In the meantime, the danger of political violence may actually get worse. Right-wing domestic terrorists are at their most virulent when they’re furthest back on their heels politically. Over the course of the next decade — as the very different priorities of that younger, more urban and diverse voter cohort come to dominate the nation’s political agenda — we can expect to see an uptick in violent retribution as the most militant members of the far right make a desperate last stand for their vision of the country’s future.
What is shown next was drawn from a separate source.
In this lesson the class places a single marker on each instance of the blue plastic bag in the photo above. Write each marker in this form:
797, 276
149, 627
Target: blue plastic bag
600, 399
As usual, the biggest trouble will likely come in the states where the friction between far-right conservatives and this new emergent electorate has already heated up to the flash point — Arizona, Florida, Oklahoma, Texas, and similar states where the old guard had been counting on fascist solutions to keep a new generation it fears under control. Alternatively, the violence will start in these states, but be directed against coastal big-city targets seen as representing the decadent society the far right refuses to accept. Either way, the more ground they lose, the wiser we’d be to expect them to try to take their frustration out on the rest of us.
A Final Word
Some may think that in saying we’ve probably passed the critical switch from a likely fascist future to a likely not-fascist one, I’m somehow suggesting that the threat is passed, or that struggle is no longer required, or that we can all pack up and go home now.
To be very clear: I am not saying that. In many ways, the real fight — the one that pulls up the American economic, political and cultural order by its floorboards and lays down the foundation for something better, freer and more humane, fair and durable — is only just beginning. What I am saying, however, is that the tide has turned to the point that we are not unreasonable to believe that our preferred future has a strong chance of coming to pass. Our enemies are noisy and well-funded, but they are also small in number, crazy and increasingly despised. Everywhere, the growing, rising, creative part of the country is soundly rejecting them, and the future they were offering. And on our side, there are signs of uprising everywhere — the first green shoots of a new world in the making, one that will we will spend the next 20 years bringing into fruition.
As long as that vision continues to spread, there will be good reason to believe that the future will most likely belong to us.